There has never been a better time to debate basketball. With the NBA approaching three months since it’s last game took place, fans are beginning to grasp for any discussion they can manifest. Most recently, Sam Amick of The Athletic sparked a conversation with his list of the top 25 most dominant NBA teams of all-time, which included the Golden State Warriors in second place.
Since The Athletic is covered by a paywall, we won’t reveal Amick’s full criteria when ranking each team. If you want to see the full list in all of its glory, I strongly encourage you to subscribe. For now, we will focus on a few of the rankings and delve slightly into detail.
One thing that should be noted is that only teams that won the championship qualified for this ranking. That means the record-breaking 2015-16 Warriors were not included in the list. However, the 2016-17 Dubs earned the second-highest position on the list, falling behind only the 1995-96 Chicago Bulls.
This seems fair. While the 2017 Warriors were at the league’s pinnacle in terms of star power with Kevin Durant, Stephen Curry, Klay Thompson and Draymond Green all at the height of their talents, it’s hard to argue against the triumphant season the 96 Bulls had.
As ‘The Last Dance’ showed us across the last few weeks, Michael Jordan was something special. After an underwhelming return to the NBA in 1994-95, Jordan knew he had to set the league ablaze in order to prove himself once again. He won the MVP award this season while averaging 30.4 points per game.
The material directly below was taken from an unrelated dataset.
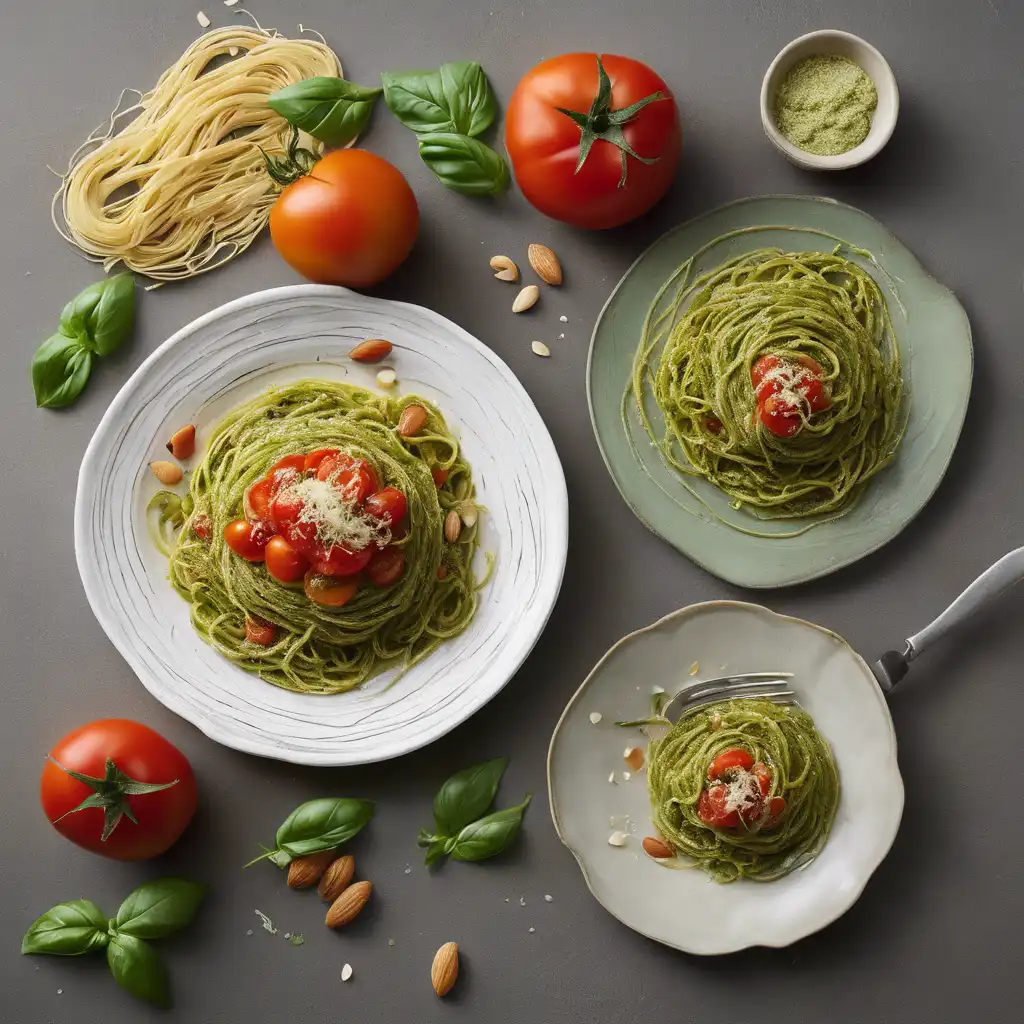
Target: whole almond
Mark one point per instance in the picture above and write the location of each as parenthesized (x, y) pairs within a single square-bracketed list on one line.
[(444, 969), (526, 299), (656, 848), (166, 472), (453, 526), (182, 442), (347, 906), (412, 421), (306, 871), (336, 879), (545, 264), (371, 350)]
Alongside a heavy supporting cast of Scottie Pippen and Dennis Rodman, Jordan and the Bulls rattled off 72 regular-season wins on their way to a 15-3 record in the playoffs and their fourth championship in six years.
As for the Dubs, they finished with 67 wins and only lost one game en route to a title over the Cleveland Cavaliers. They were the definition of dominance, overwhelming each opponent with their offensive onslaught and versatile defense. They won all but four games of the playoffs by double digits as Durant sped to the Finals MVP Award with averages of 35.2 points on 55.6 percent shooting.
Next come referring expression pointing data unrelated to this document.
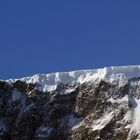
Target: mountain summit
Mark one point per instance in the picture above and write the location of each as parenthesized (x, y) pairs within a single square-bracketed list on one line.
[(98, 104)]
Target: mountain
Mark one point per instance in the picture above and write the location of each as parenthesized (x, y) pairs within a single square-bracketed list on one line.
[(98, 104)]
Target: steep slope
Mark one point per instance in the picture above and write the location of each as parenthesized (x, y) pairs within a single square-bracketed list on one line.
[(99, 104)]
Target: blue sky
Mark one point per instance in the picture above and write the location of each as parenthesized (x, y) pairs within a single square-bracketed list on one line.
[(43, 36)]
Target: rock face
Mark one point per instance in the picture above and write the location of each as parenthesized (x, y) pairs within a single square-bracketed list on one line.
[(94, 107)]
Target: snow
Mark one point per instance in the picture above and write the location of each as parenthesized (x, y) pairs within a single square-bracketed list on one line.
[(74, 122), (115, 75), (136, 123), (124, 99), (44, 132), (101, 123)]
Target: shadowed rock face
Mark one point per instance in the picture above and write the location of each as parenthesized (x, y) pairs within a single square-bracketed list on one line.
[(89, 111)]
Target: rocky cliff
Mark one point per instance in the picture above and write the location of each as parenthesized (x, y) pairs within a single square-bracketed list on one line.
[(99, 104)]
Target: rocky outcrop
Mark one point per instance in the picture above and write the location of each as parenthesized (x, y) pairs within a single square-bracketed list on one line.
[(95, 110)]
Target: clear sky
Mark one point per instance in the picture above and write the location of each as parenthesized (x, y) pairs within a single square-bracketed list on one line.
[(43, 36)]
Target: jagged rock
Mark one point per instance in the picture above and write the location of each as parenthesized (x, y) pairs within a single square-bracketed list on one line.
[(57, 107)]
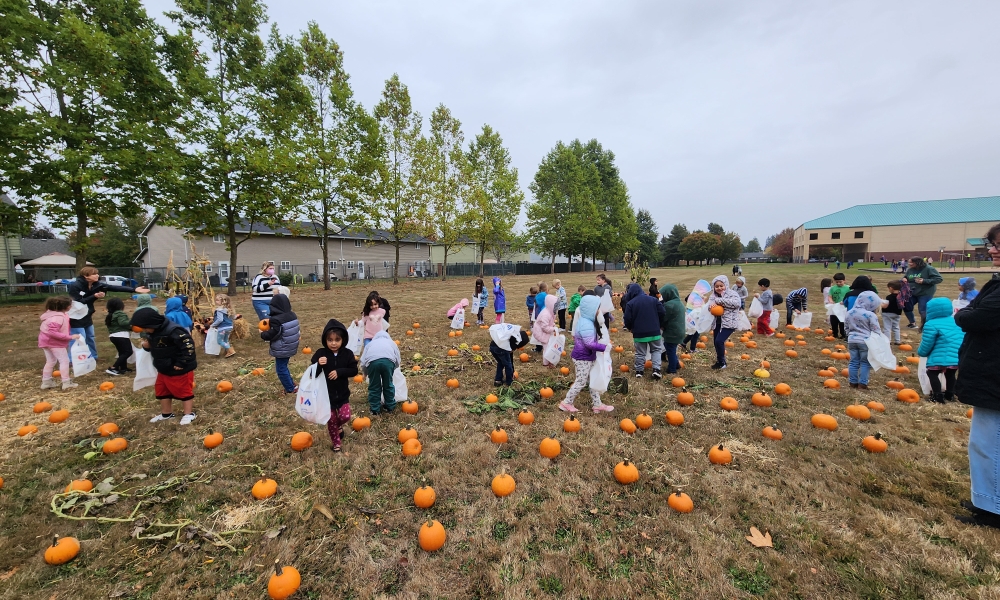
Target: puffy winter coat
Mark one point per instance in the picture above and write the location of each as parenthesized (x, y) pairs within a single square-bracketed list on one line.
[(942, 337), (979, 356), (283, 333)]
The Warriors franchise made another appearance on this list. Their 2014-15 championship run placed 14th, just ahead of the Shaquille O’Neal and Kobe Bryant 2001 Los Angeles Lakers. The 2015 season marked Curry’s first MVP season and was punctuated by a 16-5 run to the trophy.
This puts Curry, Thompson and Green in a unique company as one of the only trios to be placed twice on this list. Soon, we will see if the Dubs are capable of rebuilding their dynasty from the ground up and returning to the list of all-time greats.